Nick and Josh hadn’t seen Anna or Miranda yet. As Miranda went to move forward beyond the concealing screen of foliage, Anna held her back. ‘Can we watch? I want to see…I—I don’t trust this.’
‘Do you want to trust it, Anna?’
‘Yes. Oh, of course I do! Maybe it’s me I don’t trust. He hasn’t grown, has he?’
‘Not in five days, no.’
‘But he looks as if he has some good colour. Not burned. Lightly toasted. He must have been outside a lot.’
‘Always with sunscreen.’
‘It’s great. And Nick looks so relaxed. How long since I’ve seen him grin like that?’ She had tears in her eyes. ‘This is hard. Maybe Josh won’t even want to see me…’

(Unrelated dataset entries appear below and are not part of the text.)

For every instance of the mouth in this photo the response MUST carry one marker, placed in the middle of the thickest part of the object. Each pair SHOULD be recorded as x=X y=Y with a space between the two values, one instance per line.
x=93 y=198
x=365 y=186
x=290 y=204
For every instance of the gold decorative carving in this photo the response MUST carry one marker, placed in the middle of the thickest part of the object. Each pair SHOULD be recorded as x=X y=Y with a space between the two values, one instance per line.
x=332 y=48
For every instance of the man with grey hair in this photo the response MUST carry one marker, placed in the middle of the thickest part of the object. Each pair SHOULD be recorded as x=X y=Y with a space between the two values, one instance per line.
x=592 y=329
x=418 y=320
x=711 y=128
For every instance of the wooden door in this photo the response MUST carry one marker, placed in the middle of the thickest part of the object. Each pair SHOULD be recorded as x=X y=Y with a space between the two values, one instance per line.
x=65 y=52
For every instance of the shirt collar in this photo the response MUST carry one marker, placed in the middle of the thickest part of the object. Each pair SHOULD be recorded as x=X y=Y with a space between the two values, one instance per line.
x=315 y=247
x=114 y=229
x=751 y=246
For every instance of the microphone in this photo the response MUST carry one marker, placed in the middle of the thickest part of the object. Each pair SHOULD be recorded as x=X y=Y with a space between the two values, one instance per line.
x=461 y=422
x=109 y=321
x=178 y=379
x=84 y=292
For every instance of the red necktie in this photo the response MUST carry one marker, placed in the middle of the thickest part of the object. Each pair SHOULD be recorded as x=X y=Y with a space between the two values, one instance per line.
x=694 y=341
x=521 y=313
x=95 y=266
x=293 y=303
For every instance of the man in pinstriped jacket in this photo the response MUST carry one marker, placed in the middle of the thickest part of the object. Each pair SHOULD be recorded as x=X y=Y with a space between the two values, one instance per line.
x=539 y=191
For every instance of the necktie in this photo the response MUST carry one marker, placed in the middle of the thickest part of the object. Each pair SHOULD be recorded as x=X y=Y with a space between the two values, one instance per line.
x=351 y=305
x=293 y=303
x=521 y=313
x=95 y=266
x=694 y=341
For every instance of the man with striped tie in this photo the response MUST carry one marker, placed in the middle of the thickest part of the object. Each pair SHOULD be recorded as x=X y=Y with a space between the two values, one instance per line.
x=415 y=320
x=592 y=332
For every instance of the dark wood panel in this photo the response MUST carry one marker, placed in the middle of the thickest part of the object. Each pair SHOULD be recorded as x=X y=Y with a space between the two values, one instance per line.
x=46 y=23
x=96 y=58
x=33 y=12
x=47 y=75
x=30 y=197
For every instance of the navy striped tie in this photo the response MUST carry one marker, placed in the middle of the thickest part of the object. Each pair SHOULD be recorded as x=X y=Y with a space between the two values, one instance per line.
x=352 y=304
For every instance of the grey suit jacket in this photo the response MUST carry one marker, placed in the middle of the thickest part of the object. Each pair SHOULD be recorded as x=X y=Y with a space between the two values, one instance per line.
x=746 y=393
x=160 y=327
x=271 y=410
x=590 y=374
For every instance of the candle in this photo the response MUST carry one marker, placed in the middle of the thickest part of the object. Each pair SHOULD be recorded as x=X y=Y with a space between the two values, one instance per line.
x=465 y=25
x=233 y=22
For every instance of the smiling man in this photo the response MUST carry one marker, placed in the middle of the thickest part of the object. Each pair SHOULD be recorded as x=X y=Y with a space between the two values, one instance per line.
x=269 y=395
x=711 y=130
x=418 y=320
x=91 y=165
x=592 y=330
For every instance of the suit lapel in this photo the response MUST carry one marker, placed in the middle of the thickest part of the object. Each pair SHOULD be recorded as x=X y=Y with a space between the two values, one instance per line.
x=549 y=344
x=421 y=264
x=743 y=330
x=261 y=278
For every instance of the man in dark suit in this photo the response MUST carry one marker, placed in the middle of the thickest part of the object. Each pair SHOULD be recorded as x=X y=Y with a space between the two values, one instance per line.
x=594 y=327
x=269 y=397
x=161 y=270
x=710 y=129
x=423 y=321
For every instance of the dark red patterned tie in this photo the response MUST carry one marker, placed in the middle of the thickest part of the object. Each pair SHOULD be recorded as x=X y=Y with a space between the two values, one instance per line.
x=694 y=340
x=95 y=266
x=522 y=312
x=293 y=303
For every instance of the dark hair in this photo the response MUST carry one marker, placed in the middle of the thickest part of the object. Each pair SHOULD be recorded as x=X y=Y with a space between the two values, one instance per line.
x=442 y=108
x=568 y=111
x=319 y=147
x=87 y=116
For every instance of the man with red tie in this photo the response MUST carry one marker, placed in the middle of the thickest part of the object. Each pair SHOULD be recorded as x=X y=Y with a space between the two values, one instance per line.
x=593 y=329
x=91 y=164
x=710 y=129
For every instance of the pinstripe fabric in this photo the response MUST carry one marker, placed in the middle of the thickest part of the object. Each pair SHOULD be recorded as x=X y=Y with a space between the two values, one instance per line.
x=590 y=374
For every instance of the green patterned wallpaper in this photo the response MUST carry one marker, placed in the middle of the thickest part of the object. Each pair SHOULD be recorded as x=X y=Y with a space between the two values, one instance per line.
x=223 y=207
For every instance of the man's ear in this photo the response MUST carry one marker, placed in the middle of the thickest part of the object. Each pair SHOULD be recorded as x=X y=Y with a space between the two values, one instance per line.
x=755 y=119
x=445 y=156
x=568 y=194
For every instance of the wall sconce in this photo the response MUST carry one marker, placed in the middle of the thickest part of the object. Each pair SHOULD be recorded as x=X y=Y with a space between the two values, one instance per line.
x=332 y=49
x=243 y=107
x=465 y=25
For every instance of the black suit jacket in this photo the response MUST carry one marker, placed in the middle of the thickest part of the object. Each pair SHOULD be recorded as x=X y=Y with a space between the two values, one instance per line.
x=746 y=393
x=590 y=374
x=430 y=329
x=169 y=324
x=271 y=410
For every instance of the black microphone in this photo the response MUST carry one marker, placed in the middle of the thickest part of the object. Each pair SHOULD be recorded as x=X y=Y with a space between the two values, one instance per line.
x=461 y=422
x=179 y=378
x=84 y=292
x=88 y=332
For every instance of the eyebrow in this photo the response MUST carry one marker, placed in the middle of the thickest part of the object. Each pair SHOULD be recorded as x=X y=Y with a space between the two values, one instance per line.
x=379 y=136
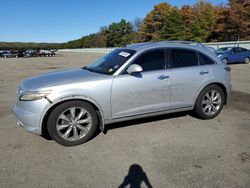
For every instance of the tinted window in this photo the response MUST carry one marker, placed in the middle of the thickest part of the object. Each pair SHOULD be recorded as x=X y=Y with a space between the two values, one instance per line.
x=111 y=62
x=242 y=50
x=184 y=58
x=204 y=60
x=233 y=50
x=153 y=60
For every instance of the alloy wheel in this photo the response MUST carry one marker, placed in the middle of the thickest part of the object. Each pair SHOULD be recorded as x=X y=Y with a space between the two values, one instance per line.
x=211 y=102
x=74 y=123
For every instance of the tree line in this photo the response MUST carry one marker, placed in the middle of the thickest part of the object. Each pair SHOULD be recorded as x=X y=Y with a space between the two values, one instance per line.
x=201 y=22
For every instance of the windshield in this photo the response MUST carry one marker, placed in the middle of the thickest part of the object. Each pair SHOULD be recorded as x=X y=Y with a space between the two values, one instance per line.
x=223 y=49
x=111 y=62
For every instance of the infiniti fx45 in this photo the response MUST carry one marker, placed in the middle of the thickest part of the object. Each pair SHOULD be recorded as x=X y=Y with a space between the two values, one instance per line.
x=137 y=81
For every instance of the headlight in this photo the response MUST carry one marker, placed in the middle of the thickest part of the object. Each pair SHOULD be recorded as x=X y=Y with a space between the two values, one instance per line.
x=33 y=95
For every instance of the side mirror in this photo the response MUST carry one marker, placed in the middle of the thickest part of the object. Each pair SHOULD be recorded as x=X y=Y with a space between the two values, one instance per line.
x=134 y=68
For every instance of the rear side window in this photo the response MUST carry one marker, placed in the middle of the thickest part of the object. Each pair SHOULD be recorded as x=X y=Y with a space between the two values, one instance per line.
x=184 y=58
x=153 y=60
x=204 y=60
x=242 y=50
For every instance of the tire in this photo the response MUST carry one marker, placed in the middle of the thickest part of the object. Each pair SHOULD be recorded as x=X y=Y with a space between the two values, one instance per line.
x=60 y=123
x=206 y=108
x=247 y=60
x=225 y=60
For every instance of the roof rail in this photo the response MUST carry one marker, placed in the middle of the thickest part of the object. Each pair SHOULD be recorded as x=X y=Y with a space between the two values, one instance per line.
x=139 y=43
x=183 y=42
x=169 y=41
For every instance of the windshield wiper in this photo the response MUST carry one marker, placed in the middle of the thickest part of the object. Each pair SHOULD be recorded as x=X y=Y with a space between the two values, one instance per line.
x=86 y=68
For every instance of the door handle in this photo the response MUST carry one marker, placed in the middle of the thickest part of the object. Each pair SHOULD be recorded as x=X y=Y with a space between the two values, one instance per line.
x=204 y=72
x=163 y=77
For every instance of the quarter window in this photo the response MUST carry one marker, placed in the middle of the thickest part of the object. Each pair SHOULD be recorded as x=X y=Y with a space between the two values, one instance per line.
x=204 y=60
x=184 y=58
x=153 y=60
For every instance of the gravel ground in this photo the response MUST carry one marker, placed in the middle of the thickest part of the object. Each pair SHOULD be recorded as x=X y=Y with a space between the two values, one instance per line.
x=175 y=150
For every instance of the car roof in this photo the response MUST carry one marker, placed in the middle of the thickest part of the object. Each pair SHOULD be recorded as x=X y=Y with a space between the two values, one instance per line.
x=173 y=44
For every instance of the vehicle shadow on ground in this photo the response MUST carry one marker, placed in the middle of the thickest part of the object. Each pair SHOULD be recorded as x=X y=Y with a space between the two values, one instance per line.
x=146 y=120
x=136 y=176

‘Stop. You know that’s unreasonable. You’re his mother, and he loves you.’
‘Oh, hell, I’m scared.’
She stepped out into the open and called her son’s name. He looked up, saw her, stood and smiled. ‘Mummee-ee!’ He came clattering down the veranda steps with his arms held wide, moving faster and more surely than any kid should who’d had such trouble breathing last night.